This indicates that at least one host pointer passed to the API call is not a valid host pointer.

  • cudaErrorInvalidDevicePointer = 17
    Deprecated
    This error return is deprecated as of CUDA 10.1.

This indicates that at least one device pointer passed to the API call is not a valid device pointer.

  • cudaErrorInvalidTexture = 18
    This indicates that the texture passed to the API call is not a valid texture.
  • cudaErrorInvalidTextureBinding = 19
    This indicates that the texture binding is not valid. This occurs if you call cudaGetTextureAlignmentOffset() with an unbound texture.
  • cudaErrorInvalidChannelDescriptor = 20
    This indicates that the channel descriptor passed to the API call is not valid.

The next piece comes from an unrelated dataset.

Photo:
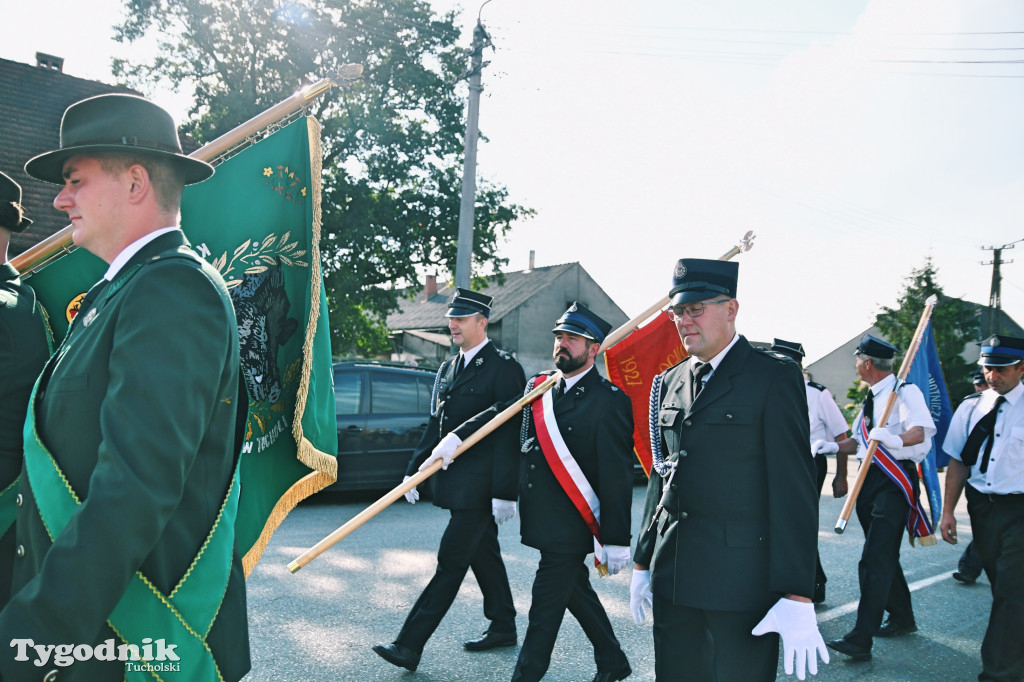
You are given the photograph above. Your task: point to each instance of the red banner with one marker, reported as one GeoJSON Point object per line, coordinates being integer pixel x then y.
{"type": "Point", "coordinates": [632, 365]}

This occurs if the format is not one of the formats specified by cudaChannelFormatKind, or if one of the dimensions is invalid.
  • cudaErrorInvalidMemcpyDirection = 21
    This indicates that the direction of the memcpy passed to the API call is not one of the types specified by cudaMemcpyKind.
  • cudaErrorAddressOfCOnstant= 22
    Deprecated
    This error return is deprecated as of CUDA 3.1. Variables in constant memory may now have their address taken by the runtime via cudaGetSymbolAddress().

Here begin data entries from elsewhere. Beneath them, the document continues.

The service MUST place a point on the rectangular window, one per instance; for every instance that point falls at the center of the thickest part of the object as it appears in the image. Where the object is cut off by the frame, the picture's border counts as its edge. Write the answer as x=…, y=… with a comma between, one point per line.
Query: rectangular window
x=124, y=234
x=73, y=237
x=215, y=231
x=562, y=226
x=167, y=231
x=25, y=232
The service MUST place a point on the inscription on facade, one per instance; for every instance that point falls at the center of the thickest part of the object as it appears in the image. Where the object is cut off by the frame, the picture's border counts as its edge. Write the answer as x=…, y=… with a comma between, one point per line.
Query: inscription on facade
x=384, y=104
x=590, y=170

This indicated that the user has taken the address of a constant variable, which was forbidden up until the CUDA 3.1 release.

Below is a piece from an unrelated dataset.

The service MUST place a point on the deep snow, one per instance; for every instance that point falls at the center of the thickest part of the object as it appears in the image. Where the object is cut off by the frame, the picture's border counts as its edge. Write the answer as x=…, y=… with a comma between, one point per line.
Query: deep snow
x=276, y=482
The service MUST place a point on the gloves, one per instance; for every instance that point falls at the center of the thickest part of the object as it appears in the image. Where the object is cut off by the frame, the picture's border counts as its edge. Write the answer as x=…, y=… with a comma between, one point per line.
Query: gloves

  • cudaErrorTextureFetchFailed = 23
    Deprecated
    This error return is deprecated as of CUDA 3.1. Device emulation mode was removed with the CUDA 3.1 release.

This indicated that a texture fetch was not able to be performed. This was previously used for device emulation of texture operations.

  • cudaErrorTextureNotBound = 24
    Deprecated
    This error return is deprecated as of CUDA 3.1. Device emulation mode was removed with the CUDA 3.1 release.

This indicated that a texture was not bound for access. This was previously used for device emulation of texture operations.

  • cudaErrorSynchrOnizationError= 25
    Deprecated
    This error return is deprecated as of CUDA 3.1. Device emulation mode was removed with the CUDA 3.1 release.

This indicated that a synchronization operation had failed. This was previously used for some device emulation functions.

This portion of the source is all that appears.